Using Host Pointer Buffers

Using Host Pointer Buffers - 2023.1 English

Vitis Unified Software Platform Documentation: Application Acceleration Development (UG1393)

Document ID

UG1393

Release Date

2023-07-17

Version

2023.1 English

Important: Using CL_MEM_USE_HOST_PTR is not recommended for embedded platforms. Embedded platforms require contiguous memory allocation and should use the CL_MEM_ALLOC_HOST_PTR method, as described in Letting XRT Allocate Buffers.

There are two main parts of a cl_mem object: host side pointer and device side pointer. Before the kernel starts its operation, the device side pointer is implicitly allocated on the device side memory (for example, on a specific location inside the device global memory) and the buffer becomes a resident on the device. Using clEnqueueMigrateMemObjects this allocation and data transfer occur upfront, much ahead of the kernel execution. This especially helps to enable software pipelining if the host is executing the same kernel multiple times, because data transfer for the next transaction can happen when kernel is still operating on the previous data set, and thus hide the data transfer latency of successive kernel executions.

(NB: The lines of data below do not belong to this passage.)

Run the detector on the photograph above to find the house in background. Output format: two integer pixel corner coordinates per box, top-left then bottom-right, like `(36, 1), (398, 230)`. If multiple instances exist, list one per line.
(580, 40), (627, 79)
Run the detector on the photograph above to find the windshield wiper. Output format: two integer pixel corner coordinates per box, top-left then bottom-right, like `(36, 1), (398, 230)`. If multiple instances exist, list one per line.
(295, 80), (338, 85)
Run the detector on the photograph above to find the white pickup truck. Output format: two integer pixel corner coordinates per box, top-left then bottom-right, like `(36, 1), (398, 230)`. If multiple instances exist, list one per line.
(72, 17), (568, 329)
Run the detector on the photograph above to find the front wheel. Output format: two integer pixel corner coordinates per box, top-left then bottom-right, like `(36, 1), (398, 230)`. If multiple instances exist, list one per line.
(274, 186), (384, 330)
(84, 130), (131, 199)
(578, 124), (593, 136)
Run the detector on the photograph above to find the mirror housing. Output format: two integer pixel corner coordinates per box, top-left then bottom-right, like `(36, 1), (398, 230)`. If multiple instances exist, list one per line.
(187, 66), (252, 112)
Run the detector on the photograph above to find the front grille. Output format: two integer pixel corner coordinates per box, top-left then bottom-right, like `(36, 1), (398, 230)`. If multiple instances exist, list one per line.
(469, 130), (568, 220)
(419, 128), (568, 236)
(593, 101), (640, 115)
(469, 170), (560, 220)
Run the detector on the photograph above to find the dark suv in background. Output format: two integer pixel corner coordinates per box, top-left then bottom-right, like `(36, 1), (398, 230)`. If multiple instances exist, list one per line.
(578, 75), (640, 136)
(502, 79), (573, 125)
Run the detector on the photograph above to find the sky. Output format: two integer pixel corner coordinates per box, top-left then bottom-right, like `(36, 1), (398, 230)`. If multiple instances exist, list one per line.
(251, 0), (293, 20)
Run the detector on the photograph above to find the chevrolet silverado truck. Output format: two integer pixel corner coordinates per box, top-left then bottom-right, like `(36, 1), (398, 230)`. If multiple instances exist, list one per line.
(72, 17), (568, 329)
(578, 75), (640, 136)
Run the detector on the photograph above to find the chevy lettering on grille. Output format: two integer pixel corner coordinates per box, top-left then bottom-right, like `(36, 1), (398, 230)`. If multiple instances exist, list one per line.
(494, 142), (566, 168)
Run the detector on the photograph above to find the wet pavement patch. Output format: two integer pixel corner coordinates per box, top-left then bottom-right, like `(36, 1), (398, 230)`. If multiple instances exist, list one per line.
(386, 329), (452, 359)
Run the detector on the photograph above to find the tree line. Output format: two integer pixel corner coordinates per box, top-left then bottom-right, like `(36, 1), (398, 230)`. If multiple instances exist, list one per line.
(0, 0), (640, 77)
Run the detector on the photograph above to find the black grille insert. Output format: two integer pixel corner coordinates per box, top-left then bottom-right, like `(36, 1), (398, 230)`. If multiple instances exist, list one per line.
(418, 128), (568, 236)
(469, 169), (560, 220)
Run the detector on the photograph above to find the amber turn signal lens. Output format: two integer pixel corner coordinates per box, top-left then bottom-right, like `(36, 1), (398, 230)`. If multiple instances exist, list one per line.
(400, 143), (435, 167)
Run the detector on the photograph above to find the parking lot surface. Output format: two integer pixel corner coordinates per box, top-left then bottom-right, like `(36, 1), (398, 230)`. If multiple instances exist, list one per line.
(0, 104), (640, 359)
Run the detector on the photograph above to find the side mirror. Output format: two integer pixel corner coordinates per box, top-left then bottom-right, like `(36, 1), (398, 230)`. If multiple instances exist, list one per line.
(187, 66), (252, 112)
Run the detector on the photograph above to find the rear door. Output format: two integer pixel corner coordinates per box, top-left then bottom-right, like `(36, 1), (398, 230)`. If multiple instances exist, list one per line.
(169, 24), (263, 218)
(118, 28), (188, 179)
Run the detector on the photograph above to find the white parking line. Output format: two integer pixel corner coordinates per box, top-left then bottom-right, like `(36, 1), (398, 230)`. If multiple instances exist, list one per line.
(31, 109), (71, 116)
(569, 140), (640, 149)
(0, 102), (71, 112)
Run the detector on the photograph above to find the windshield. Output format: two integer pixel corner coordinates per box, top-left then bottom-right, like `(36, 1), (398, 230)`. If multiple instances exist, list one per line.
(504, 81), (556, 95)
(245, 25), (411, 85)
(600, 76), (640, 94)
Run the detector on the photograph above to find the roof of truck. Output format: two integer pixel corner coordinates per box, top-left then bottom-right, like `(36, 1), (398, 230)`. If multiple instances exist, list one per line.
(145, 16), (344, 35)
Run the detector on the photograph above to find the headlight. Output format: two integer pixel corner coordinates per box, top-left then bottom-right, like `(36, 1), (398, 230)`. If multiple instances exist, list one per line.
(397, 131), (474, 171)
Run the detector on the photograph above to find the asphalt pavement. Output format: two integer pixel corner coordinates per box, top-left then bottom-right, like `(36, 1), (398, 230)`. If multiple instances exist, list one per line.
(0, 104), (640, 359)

The OpenCL framework provides a number of APIs for transferring data between the host and the device. Typically, data movement APIs, such as clEnqueueWriteBuffer and clEnqueueReadBuffer, implicitly migrate memory objects to the device after they are enqueued. They do not guarantee when the data is transferred, and this makes it difficult for the host application to synchronize the movement of memory objects with the computation performed on the data.

AMD recommends using clEnqueueMigrateMemObjects instead of clEnqueueWriteBuffer or clEnqueueReadBuffer to improve the performance. Using this API, memory migration can be explicitly performed ahead of the dependent commands. This allows the host application to preemptively change the association of a memory object, through regular command queue scheduling, to prepare for another upcoming command. This also permits an application to overlap the placement of memory objects with other unrelated operations before these memory objects are needed, potentially hiding or reducing data transfer latencies. After the event associated with clEnqueueMigrateMemObjects has been marked complete, the host program knows the memory objects have been successfully migrated.

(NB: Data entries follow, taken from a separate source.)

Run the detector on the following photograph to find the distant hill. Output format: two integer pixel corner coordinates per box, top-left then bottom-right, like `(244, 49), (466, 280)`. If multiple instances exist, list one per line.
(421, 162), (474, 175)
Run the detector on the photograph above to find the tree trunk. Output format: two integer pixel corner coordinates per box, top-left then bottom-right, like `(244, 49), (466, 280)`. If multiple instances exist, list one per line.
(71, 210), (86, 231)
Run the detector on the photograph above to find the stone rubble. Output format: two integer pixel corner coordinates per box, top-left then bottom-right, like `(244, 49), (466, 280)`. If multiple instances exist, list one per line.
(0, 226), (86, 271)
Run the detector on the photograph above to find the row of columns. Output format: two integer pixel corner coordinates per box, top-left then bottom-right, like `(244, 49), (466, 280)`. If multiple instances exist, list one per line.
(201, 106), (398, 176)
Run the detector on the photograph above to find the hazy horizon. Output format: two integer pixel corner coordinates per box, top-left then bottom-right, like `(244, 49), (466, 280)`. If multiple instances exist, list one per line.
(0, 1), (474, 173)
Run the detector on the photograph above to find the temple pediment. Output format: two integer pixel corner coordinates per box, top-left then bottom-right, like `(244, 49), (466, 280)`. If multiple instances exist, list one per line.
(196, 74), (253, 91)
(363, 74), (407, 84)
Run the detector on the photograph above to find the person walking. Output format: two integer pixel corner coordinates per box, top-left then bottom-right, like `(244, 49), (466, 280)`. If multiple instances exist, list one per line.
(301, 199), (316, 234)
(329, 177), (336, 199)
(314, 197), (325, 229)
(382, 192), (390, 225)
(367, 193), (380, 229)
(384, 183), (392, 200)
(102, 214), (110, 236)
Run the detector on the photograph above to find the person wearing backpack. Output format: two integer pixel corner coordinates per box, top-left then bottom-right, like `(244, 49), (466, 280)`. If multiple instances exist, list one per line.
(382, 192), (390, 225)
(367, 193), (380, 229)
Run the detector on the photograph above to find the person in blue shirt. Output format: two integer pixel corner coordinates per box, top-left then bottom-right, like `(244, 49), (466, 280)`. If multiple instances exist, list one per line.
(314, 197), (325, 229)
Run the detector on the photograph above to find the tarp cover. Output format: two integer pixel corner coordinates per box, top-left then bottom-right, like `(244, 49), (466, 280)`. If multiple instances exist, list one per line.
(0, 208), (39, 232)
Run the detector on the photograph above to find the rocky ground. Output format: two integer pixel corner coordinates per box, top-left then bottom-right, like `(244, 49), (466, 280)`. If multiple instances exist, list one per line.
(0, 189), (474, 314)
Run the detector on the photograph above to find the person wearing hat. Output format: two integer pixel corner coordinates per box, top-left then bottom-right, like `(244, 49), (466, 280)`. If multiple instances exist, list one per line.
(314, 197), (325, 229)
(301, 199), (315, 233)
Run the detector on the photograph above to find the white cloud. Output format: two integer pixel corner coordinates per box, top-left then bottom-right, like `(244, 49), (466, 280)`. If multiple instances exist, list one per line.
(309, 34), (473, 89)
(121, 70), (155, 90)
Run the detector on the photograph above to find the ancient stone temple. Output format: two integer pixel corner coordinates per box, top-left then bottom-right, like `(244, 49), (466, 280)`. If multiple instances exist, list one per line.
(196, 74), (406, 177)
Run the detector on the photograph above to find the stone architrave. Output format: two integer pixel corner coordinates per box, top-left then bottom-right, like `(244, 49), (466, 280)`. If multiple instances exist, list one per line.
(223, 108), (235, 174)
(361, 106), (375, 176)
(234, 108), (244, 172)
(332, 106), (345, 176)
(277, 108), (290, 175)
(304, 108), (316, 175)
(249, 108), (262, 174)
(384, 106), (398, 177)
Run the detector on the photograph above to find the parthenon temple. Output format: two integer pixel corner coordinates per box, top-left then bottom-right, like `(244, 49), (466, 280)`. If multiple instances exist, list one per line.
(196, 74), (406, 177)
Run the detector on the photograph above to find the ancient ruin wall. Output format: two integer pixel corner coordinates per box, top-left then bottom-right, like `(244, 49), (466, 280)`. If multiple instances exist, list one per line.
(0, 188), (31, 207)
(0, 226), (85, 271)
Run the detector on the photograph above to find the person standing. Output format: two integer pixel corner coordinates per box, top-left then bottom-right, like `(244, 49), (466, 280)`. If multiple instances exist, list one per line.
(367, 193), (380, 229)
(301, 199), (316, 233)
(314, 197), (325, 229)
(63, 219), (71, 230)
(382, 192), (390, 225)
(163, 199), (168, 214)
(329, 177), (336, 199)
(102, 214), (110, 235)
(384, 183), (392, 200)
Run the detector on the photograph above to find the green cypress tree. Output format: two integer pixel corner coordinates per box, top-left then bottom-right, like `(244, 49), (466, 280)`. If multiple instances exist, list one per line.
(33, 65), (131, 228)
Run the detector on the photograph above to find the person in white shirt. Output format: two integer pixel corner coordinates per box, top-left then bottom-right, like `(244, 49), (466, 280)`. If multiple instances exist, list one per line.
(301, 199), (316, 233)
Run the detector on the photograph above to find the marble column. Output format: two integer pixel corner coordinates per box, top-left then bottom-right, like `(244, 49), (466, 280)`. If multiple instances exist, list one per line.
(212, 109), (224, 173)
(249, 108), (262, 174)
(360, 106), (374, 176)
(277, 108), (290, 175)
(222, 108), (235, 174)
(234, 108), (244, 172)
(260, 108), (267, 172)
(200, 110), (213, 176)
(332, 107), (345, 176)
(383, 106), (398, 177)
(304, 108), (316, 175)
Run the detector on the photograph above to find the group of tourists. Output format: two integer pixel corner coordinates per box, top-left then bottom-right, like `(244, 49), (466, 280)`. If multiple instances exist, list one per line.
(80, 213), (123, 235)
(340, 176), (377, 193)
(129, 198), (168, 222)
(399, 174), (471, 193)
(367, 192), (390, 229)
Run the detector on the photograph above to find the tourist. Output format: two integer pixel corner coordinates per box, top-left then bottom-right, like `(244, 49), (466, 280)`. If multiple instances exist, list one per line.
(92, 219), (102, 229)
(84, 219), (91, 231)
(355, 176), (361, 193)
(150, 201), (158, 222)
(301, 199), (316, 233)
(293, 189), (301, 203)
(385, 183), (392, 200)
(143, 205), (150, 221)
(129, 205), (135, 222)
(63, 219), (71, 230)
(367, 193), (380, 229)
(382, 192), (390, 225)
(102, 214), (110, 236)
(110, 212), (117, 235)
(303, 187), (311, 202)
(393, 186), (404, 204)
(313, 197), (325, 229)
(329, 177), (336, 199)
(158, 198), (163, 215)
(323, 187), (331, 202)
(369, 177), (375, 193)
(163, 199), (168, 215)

Tip: Another advantage of clEnqueueMigrateMemObjects is that it can migrate multiple memory objects in a single API call. This reduces the overhead of scheduling and calling functions to transfer data for more than one memory object.

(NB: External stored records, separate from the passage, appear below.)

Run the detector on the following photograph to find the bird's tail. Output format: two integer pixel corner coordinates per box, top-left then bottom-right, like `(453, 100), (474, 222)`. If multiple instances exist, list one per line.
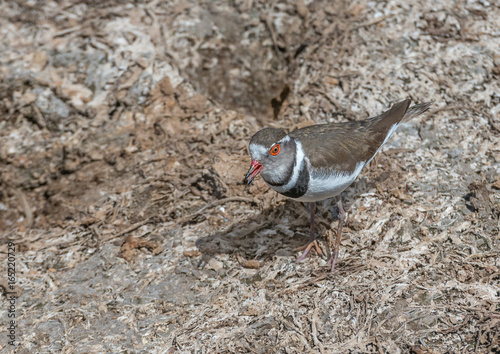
(402, 101), (434, 122)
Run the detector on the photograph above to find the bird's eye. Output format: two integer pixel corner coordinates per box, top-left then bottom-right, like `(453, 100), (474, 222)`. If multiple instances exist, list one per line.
(270, 144), (281, 156)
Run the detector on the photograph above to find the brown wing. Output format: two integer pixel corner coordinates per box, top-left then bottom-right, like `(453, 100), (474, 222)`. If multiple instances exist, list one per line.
(289, 99), (410, 171)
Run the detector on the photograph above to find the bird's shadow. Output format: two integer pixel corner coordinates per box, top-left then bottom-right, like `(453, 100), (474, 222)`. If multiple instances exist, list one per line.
(196, 179), (371, 260)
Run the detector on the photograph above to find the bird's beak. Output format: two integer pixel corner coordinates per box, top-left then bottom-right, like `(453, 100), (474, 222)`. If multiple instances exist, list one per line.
(243, 160), (262, 184)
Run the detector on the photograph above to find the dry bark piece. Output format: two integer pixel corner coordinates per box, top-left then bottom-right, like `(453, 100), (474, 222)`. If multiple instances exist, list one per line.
(118, 236), (163, 262)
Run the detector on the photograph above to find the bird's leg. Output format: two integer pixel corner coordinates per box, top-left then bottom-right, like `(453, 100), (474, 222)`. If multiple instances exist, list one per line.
(330, 196), (345, 273)
(297, 202), (323, 262)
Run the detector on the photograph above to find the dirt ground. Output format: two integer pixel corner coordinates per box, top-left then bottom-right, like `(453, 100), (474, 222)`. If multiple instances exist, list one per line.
(0, 0), (500, 353)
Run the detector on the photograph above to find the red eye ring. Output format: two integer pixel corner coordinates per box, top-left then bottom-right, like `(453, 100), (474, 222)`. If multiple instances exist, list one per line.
(269, 144), (281, 156)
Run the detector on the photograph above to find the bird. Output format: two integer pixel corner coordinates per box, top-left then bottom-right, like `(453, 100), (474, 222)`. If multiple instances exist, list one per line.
(243, 98), (433, 273)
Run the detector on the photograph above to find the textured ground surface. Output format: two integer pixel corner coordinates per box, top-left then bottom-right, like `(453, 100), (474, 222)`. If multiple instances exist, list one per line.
(0, 0), (500, 353)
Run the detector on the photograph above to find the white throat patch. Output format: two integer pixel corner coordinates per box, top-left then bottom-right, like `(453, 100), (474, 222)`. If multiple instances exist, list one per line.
(269, 136), (305, 193)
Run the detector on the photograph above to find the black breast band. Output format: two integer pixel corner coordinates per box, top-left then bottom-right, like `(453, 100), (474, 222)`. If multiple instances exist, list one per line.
(281, 160), (309, 198)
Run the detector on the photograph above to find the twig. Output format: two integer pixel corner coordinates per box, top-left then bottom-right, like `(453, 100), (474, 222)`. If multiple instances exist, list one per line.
(10, 187), (33, 228)
(175, 197), (254, 224)
(106, 217), (153, 241)
(52, 26), (82, 38)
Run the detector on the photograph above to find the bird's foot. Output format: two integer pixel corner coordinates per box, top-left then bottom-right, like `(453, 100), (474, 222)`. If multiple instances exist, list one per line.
(295, 240), (323, 263)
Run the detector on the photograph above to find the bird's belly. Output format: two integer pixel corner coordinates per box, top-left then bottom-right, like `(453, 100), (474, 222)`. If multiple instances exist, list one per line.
(296, 162), (365, 202)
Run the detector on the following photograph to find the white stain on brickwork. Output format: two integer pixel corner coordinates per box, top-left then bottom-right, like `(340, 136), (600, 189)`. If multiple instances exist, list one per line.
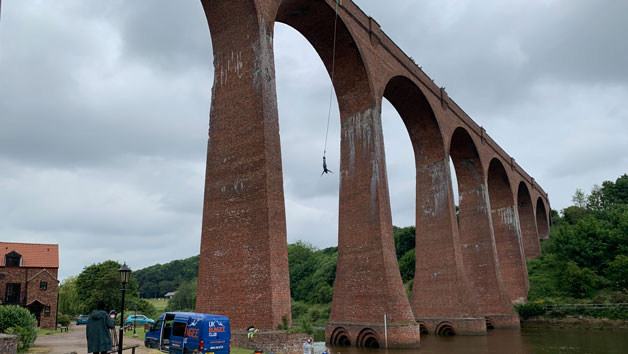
(417, 160), (449, 217)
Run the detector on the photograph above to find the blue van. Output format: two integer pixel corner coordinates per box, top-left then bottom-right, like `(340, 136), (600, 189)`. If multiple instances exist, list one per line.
(144, 312), (231, 354)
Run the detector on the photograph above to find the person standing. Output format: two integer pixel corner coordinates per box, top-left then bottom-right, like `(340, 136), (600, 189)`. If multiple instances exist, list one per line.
(303, 338), (314, 354)
(85, 301), (114, 354)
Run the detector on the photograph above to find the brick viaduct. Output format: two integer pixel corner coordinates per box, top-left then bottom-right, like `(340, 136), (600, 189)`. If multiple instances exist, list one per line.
(196, 0), (550, 347)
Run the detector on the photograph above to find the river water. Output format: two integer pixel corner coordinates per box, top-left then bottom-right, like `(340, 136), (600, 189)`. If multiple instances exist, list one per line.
(315, 328), (628, 354)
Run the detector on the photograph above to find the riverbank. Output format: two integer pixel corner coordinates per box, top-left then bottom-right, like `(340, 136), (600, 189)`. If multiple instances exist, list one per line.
(521, 316), (628, 330)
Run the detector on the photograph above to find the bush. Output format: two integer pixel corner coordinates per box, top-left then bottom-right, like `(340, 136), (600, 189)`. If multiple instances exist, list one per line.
(57, 313), (72, 327)
(515, 302), (545, 320)
(0, 305), (37, 351)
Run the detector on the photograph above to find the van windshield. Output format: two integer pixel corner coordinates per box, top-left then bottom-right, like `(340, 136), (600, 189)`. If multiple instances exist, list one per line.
(172, 322), (187, 337)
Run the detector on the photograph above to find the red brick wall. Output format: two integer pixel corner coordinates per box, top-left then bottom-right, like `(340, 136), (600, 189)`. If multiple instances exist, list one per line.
(0, 267), (59, 329)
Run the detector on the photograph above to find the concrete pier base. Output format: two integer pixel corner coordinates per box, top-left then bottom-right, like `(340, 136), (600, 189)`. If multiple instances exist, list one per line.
(325, 322), (420, 349)
(416, 317), (486, 336)
(484, 314), (521, 329)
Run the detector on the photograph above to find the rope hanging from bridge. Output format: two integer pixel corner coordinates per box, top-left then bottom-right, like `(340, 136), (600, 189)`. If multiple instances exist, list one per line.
(321, 0), (342, 176)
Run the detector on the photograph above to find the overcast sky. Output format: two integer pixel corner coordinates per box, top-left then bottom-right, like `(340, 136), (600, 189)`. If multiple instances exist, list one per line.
(0, 0), (628, 279)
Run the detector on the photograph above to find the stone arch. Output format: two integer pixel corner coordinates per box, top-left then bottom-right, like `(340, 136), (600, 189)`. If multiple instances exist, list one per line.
(536, 197), (549, 239)
(356, 328), (380, 348)
(486, 317), (495, 330)
(383, 76), (477, 332)
(329, 327), (351, 347)
(449, 127), (518, 327)
(436, 322), (456, 337)
(275, 0), (419, 345)
(517, 181), (541, 259)
(487, 158), (528, 302)
(276, 0), (373, 112)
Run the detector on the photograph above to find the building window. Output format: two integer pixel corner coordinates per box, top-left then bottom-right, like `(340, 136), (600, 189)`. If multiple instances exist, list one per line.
(4, 251), (22, 267)
(4, 283), (22, 304)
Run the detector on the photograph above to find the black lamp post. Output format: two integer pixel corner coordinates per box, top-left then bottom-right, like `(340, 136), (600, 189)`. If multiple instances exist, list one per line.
(118, 262), (131, 354)
(133, 304), (137, 337)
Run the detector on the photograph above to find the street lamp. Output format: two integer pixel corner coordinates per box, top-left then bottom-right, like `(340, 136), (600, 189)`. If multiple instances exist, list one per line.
(133, 304), (137, 337)
(118, 262), (131, 354)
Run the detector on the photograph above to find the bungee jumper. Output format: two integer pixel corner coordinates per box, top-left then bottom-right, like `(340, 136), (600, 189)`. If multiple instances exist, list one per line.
(321, 156), (334, 176)
(321, 0), (342, 176)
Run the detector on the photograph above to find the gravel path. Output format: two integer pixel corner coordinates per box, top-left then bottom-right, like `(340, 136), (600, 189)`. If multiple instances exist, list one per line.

The following code shows the use of clEnqueueMigrateMemObjects:

int host_mem_ptr[MAX_LENGTH]; // host memory for input vector
      
// Fill the memory input
for(int i=0; i<MAX_LENGTH; i++) {
  host_mem_ptr[i] = <... >   
}

cl_mem dev_mem_ptr = clCreateBuffer(context,  
    				 CL_MEM_READ_WRITE | CL_MEM_USE_HOST_PTR,
    				 sizeof(int) * number_of_words, host_mem_ptr, NULL); 

clSetKernelArg(kernel, 0, sizeof(cl_mem), &dev_mem_ptr); 

err = clEnqueueMigrateMemObjects(commands, 1, dev_mem_ptr, 0, 0, 
	  NULL, NULL);